Rachel è una bambina che vive in un orfanotrofio ebraico della New York degli anni Venti. Rachel è anche una donna, un’infermiera, che cerca di fuggire da un passato che l’ha fatta soffrire. Ma un giorno in ospedale arriva una paziente diversa, Mildred Solomon, che avrà un ruolo chiave proprio in quel passato che lei vorrebbe lasciarsi alle spalle… Narrato su due piani temporali, La bambina numero otto di Kim van Alkemade (Bookme – DeAgostini, 384 pagine, 16,90 €) si basa su fatti veri e su vicende realmente accadute e legate alla storia dell’autrice (nella foto) come ci racconta lei stessa in questa intervista.
La bambina numero otto non è solo fiction, ma è ispirato a fatti veri accaduti a New York. Quali?
«Il fatto che alcuni bambini, 8 per la precisione, nell’anno 1919, abbiano ricevuto cicli di “trattamenti” a raggi X da una dottoressa impiegata alla Hebrew Infant Home corrisponde al vero. Il suo nome nella realtà era Elsie Fox ed è stata lei a ispirare il personaggio di Mildred Solomon. Negli stessi anni e presso la stessa istituzione, il dottor Alfred Hess ha effettivamente condotto ricerche sul rachitismo, lo scorbuto e altre patologie. All’epoca, era molto frequente che i medici impiegassero cavie umane dagli orfanotrofi nell’ambito della sperimentazione e della ricerca. Le malattie infettive mietevano moltissime vittime tra i bambini e trovare nuove cure e vaccini era una necessità pressante. Tuttavia, capitava che membri della comunità medico-scientifica inducessero volontariamente l’insorgere di determinate malattie per poi studiarne gli effetti e le relative cure. Queste pratiche, benché criticate negli ambienti più illuminati, erano decisamente diffuse. Molti dei luoghi del romanzo corrispondono a posti reali. Nel descrivere l’orfanotrofio dove crescono Rachel e Sam, per esempio, mi sono ispirata allo Hebrew Orphan Asylum, che fu costruito negli anni Ottanta dell’Ottocento e chiuso definitivamente negli anni Quaranta del secolo scorso».
Quanto è stato duro per Rachel trovare se stessa e smettere di essere la numero otto?
«Trovare se stessa in quanto individuo è un processo che per Rachel dura tutta la vita. Incontrare la dottoressa Solomon e scoprire la verità sul proprio passato le consente di integrare le ingiustizie subite nella persona che è diventata: finalmente è nella posizione di compiere delle scelte, può decidere come reagire alle informazioni e alla consapevolezza che ha conquistato – e che trattamento riservare alla dottoressa Solomon. Essere l’orfana numero 8 significava non avere alcun potere di scelta, obbedire alle regole e essere una fra tanti. Diventare se stessa le consente di decidere quali regole seguire, di distinguere tra quelle giuste e quelle inique e comportarsi di conseguenza».
È più difficile vendicarsi o perdonare?
«Ciò che più mi interessava nell’esplorare la storia di Rachel è quanto attraente possa risultare la vendetta, quanto possa apparirci giusto restituire il dolore a coloro che ce lo hanno procurato.
Ma ferire qualcuno non porta pace a una persona che ha sofferto.
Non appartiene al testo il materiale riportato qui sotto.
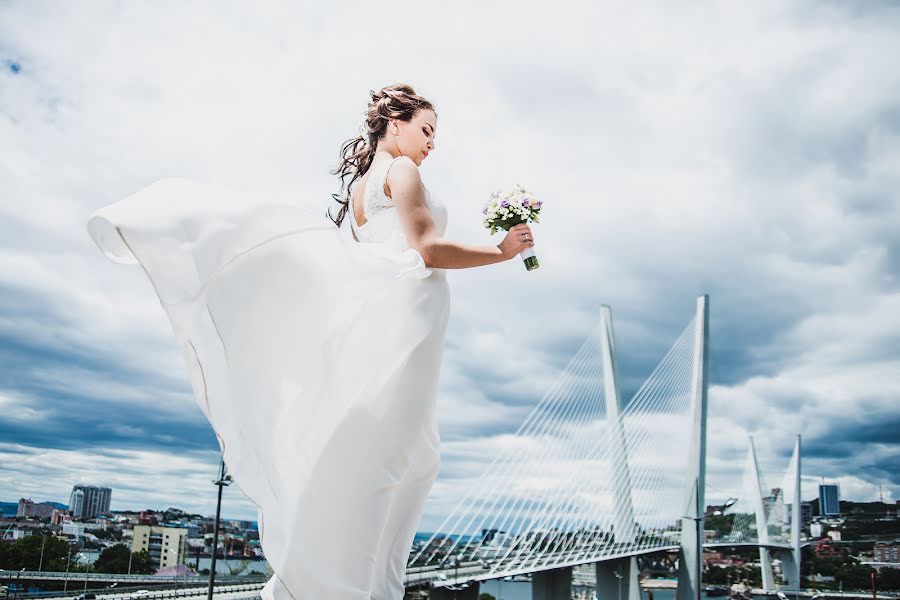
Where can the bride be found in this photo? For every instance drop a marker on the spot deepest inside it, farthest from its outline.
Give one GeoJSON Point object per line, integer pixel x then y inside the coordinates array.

La giustizia, naturalmente, è tutt’altro paio di maniche: la società ha il dovere di punire chi commette un crimine o procura sofferenza a un altro essere umano. Il perdono è una scelta faticosa, perché implica il superamento della rabbia. Ma la rabbia, alla lunga, è un fardello troppo pesante da portare. Una persona può impiegare anni a trovare la risposta giusta al dolore che le è stato inflitto. In fin dei conti il perdono non è tanto un regalo o una concessione che facciamo a un altro, quanto uno stato d’animo, un modo di sentire».
Come le è venuta l’idea di scavare nel suo passato per raccontare questa storia?
«Mio nonno, Victor Berger, fu affidato all’ Hebrew Orphan Asylum di New York in seguito all’abbandono della famiglia da parte del padre. Il personaggio dello stesso nome che compare nel romanzo è il mio modo di rendere omaggio alla sua memoria. Stavo svolgendo delle ricerche sugli orfanotrofi per bambini ebrei al fine di capire meglio la sua esperienza quando mi sono imbattuta nella storia degli 8 bambini e dei trattamenti a raggi x. In quel momento è nata l’idea del romanzo. Ho proseguito le mie ricerche negli archivi e nelle biblioteche della città e in seguito non ho esitato – con l’approvazione della mia famiglia – a inserire nella narrazione elementi ed episodi reali presi in prestito dall’esperienza dei miei antenati».